Va, je ne te Hays point
Et si, pour une fois, on faisait le panégyrique d’un censeur ? Impossible et impensable? Je le pensais aussi. Puis j’ai lu un ouvrage, absolument passionnant, consacré au code Hays (1) qui contient un chapitre surprenant, intitulé « Eloge de Will H. Hays ».
On connaît tous ce code de production hollywoodien dont la première version date de 1930. On sait qu’il interdisait, entre autres, la nudité complète, les jurons blasphématoires, le métissage ou encadrait la représentation des opérations chirurgicales et de l’adultère. Evidemment, on voit mal, à moins d’être un bigot de compétition, quoi que ce soit de sensé dans ces interdictions. Pourtant, en découvrant la manière dont ce code fut établi par le mal aimé Hays, on tempérera son jugement.
Le cinéma n’étant pas considéré à l’époque comme un art mais comme un divertissement, il n’était en rien protégé par les lois sur la liberté d’expression et risquait d’être soumis à toutes les censures possibles (Etats, municipalités, etc.). Le fameux Hays a donc été chargé, pour le défendre, de proposer un cadre qui aiderait les studios à s’autocontrôler afin de se protéger des interventions extérieures. L’autocensure était ainsi érigée en rempart contre la censure.
D’ailleurs, si Hays a été choisi pour mener cette contre-offensive, ce n’est pas pour son puritanisme strict, mais, au contraire, pour son habileté, ses réseaux et son sens du compromis qui lui permirent de dialoguer avec divers groupes de pression ou institutions religieuses, tout en les neutralisant (les archives montrent à quel point Hays a réduit leurs exigences folles à quia). En réalité, Hays souhaitait moins exclure qu’intégrer dans un cadre commun ce qui pouvait poser un problème. Les majors de Hollywood dont l’obsession, avant tout mercantile, était d’ouvrir le cinéma au plus grand nombre, prenaient soin, de la sorte, de heurter le moins possible les susceptibilités diverses : ainsi fut-il demandé à John Ford de couper certains passages jugés trop racistes de ses films. En réalité, tout ceci ressemble davantage, sous de nombreux aspects, à une forme de « politiquement correct » qu’à un catéchisme moral.

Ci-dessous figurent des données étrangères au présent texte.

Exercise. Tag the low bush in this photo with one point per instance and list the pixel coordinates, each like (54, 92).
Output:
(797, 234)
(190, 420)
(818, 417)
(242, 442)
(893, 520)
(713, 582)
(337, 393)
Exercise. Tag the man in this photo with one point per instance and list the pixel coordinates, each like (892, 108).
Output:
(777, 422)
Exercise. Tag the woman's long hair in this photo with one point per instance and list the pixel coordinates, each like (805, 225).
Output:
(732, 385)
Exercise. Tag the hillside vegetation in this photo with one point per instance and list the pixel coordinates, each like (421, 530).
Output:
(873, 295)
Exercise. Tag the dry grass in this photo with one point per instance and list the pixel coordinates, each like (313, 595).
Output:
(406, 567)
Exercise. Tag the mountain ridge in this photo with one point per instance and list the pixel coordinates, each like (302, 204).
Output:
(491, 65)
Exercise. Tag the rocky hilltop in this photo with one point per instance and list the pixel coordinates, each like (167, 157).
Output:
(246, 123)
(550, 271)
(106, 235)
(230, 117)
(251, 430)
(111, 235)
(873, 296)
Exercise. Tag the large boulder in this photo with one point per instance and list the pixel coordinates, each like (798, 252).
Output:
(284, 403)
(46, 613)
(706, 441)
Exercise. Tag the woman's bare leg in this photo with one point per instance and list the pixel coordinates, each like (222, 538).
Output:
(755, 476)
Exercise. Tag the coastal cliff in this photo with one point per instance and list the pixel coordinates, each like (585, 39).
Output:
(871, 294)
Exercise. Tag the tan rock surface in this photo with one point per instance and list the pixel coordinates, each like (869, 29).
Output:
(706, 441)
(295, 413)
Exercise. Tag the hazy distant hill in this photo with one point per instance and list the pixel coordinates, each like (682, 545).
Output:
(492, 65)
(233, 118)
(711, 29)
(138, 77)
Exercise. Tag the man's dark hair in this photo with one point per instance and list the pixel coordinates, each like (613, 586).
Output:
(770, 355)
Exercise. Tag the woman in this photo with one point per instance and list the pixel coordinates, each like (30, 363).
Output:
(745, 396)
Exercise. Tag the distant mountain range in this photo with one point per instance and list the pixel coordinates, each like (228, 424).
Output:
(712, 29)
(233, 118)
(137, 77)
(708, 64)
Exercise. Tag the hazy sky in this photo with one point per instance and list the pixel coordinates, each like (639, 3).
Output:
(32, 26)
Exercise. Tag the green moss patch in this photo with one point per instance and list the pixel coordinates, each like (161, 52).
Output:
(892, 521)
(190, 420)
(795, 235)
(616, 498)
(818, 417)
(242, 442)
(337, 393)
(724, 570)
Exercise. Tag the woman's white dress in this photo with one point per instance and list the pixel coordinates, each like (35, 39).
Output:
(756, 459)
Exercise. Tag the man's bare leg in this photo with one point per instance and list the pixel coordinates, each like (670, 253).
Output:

Ce que l’on sait encore moins, c’est que Hays avait aussi une certaine idée du cinéma. Opposé à la doxa selon laquelle le public aurait toujours raison, il souhaitait améliorer l’offre en faisant progresser le public. Selon lui, il était préférable de le former (sans pour autant l’éduquer, Hays détestait la propagande et les films édifiants) plutôt que de le flatter dans ses goûts les plus bas. Cette exigence lui semble la seule à même de promouvoir le cinéma comme une forme d’art, non réservée à une élite cultivée. Avec un brin de provocation, Francis Bordat associe cette attitude à celle des « Cahiers du cinéma » : Godard et Hays, un même combat à des époques et sous des formes différentes ? Reste à repérer l’influence qu’a pu avoir, esthétiquement, ce code. Peut-on faire un parallèle avec le classicisme capable d’« intégrer les hardiesses baroques sans les dénaturer » ? Peut-on dire que ce code a contribué à développer un art de la retenue, de l’incertitude et de l’indécision ? Si oui, on pourra en effet reconnaître à Hays d’avoir renoncé au plaisir pour plus de désir encore.
Dans cette optique, il est vrai qu’un censeur cinéphile, roué et licencieux, est bien plus louable que les censeurs hypocrites et concupiscents que l’on croise d’ordinaire.
On pourra reconnaître à Hays d’avoir renoncé au plaisir pour plus de désir encore.
(1) « Le Code Hays », Francis Bordat et Frédéric Cavé, éd. AFRHC, 2023.